İtiraf edelim, hayat bazen çok karmaşık. Sosyal medyanın yıldırıcı akışında, her şeyin görüntülerle ölçüldüğü bir dünya da yaşıyoruz. İşte bu noktada, belki de basit bir soruya ihtiyacımız var: Bu yıl ben, beni mutlu eden şeyleri ne kadar yaptım?

Küçük mutlulukların peşinden gitmek, kısa vadeli şeylerle avunmak demek değil. Bilakis, bu hayatta elimizde kalan tek şeyin "yaşarken hissedebildiklerimiz" olduğunu unutmamak gerek. Çocuk kahkahaları, yağmur sonrası toprağın kokusu, dostlarla paylaşılan bir bardak çay... Bunlar hayatta kalmak için nefes kadar önemli, farkında mısınız?

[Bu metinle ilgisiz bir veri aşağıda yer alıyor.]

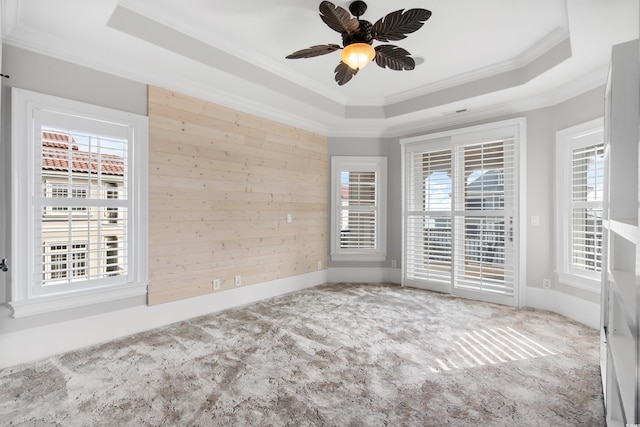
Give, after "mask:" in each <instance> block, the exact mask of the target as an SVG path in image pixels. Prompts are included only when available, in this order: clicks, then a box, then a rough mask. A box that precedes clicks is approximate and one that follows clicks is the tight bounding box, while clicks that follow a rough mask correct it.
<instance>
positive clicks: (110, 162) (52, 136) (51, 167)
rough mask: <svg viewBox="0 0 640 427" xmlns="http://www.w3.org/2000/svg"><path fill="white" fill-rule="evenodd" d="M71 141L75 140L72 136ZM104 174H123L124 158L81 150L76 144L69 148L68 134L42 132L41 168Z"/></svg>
mask: <svg viewBox="0 0 640 427" xmlns="http://www.w3.org/2000/svg"><path fill="white" fill-rule="evenodd" d="M71 142H72V143H73V142H75V141H74V140H73V138H72V139H71ZM69 161H71V171H72V172H80V173H83V172H84V173H87V172H90V173H97V172H98V169H99V170H100V172H101V173H102V174H104V175H124V159H123V158H122V157H120V156H114V155H112V154H101V155H98V153H94V152H91V153H90V152H88V151H81V150H80V148H79V147H78V145H76V144H73V145H71V149H69V135H66V134H63V133H54V132H42V169H46V170H57V171H69V169H70V168H69Z"/></svg>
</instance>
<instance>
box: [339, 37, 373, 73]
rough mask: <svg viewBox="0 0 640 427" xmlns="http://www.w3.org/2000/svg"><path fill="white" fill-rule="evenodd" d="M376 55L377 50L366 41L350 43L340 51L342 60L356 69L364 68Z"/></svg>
mask: <svg viewBox="0 0 640 427" xmlns="http://www.w3.org/2000/svg"><path fill="white" fill-rule="evenodd" d="M375 56H376V50H375V49H374V48H373V46H371V45H370V44H366V43H353V44H350V45H348V46H345V47H344V48H343V49H342V52H340V60H341V61H342V62H344V63H345V64H347V65H348V66H349V67H350V68H352V69H354V70H356V71H359V70H362V69H363V68H364V67H365V66H366V65H367V64H368V63H369V62H371V61H373V58H374V57H375Z"/></svg>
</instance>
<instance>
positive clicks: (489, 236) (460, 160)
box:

Bir diğer önemli soru: Bu yıl, kendi doğrularımı ne kadar savunabildim? Akıntıya kapılıp gitmek kolay. Zor olan, "ben buradayım" diyebilmek. Adil olmak, haksızlığa karşı çıkmak, vicdanımızı sessizleştirmemek zor ama gerekli. Toplumu oluşturan bireylerin sesi kısıldıkça, yaşadığımız ortam sessiz bir kalabalığa dönüşür. Bu nedenle, hatalarımız kadar suskunluklarımızı da düşünelim.

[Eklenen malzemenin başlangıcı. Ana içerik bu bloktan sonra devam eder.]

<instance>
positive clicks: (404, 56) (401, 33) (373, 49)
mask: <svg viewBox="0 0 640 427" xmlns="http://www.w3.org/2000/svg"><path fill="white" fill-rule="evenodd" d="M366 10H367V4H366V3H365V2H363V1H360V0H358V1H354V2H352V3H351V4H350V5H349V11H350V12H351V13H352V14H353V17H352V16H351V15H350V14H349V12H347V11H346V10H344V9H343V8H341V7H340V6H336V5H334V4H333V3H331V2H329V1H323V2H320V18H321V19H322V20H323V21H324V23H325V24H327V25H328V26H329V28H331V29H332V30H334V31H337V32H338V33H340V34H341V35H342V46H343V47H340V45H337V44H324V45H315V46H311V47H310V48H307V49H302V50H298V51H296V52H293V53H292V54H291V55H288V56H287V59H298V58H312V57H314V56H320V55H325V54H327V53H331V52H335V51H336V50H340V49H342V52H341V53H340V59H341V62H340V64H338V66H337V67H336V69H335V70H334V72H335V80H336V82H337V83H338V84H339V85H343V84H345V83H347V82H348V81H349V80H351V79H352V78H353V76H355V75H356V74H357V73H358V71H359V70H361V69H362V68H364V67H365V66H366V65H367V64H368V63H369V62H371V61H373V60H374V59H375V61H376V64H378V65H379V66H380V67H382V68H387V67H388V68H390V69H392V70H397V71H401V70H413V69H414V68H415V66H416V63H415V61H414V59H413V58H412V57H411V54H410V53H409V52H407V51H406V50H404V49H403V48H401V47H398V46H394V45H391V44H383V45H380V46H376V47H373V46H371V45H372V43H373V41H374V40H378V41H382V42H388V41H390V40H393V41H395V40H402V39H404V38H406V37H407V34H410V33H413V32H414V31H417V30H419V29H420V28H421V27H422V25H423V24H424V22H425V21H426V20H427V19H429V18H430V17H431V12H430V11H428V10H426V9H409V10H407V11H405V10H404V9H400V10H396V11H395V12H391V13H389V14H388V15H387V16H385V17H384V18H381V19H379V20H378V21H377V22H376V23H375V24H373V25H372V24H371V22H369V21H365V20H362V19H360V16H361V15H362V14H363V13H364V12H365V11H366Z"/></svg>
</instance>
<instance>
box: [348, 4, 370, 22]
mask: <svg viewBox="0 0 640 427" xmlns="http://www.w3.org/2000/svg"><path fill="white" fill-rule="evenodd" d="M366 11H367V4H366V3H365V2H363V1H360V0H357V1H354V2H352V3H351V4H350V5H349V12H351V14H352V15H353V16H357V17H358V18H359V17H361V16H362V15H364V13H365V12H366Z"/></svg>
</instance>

Hatalardan bahsetmişken... Hepimizin yolunda tümsekler oldu. Yanıldık, yanıltıldık. Önemli olan, bunlardan ders alabilmek. Aynı çukura ikinci kez düşmek, hayatın bize öğrettiklerini görmezden gelmektir. Gözlerimizi kapatır ve "ne yapalım, hayat bu" dersek, bir sonraki düzlükte yine hata yaparız. Cesur olmalıyız. Yanlışlarımızı sahiplenmek ve onlardan öğrenmek cesaret ister.

Yeni yıl, yeni bir başlangıç. Tertemiz bir defter açıyoruz; sayfalarını dolduracak olan biziz. Ancak, unutmayalım ki her yeni yıl, bize geçmişin aynasını da sunar. 2023’teki "ben" nasıldı? Nasıl hissettim, nasıl çıktım şu zamanın içinden? Bunları sorgulamazsak, 2024 de aynı hatalarla, aynı eksikliklerle dolu olabilir.

Son olarak, sevgi... Çok klasiğiz belki ama sevgi hakikaten her şeyin başında ve sonunda. Sevdiğiniz insanlara bunu söylemek için neden yeni yılı bekliyorsunuz? Gülümsemeyi, sarılmayı, paylaşmayı bir alışkanlık haline getirin. Yılın sonunda bakın bakalım, bu "basit" alışkanlıklar hayata nasıl bir anlam katmış?

2024’ün, hatalardan öğrenerek, daha fazlasını sevip daha derin nefes alarak geçireceğimiz bir yıl olması dileğiyle... Kendimize ve birbirimize daha iyi bakalım; çünk bu hayat, gerçekten yaşamaya değer.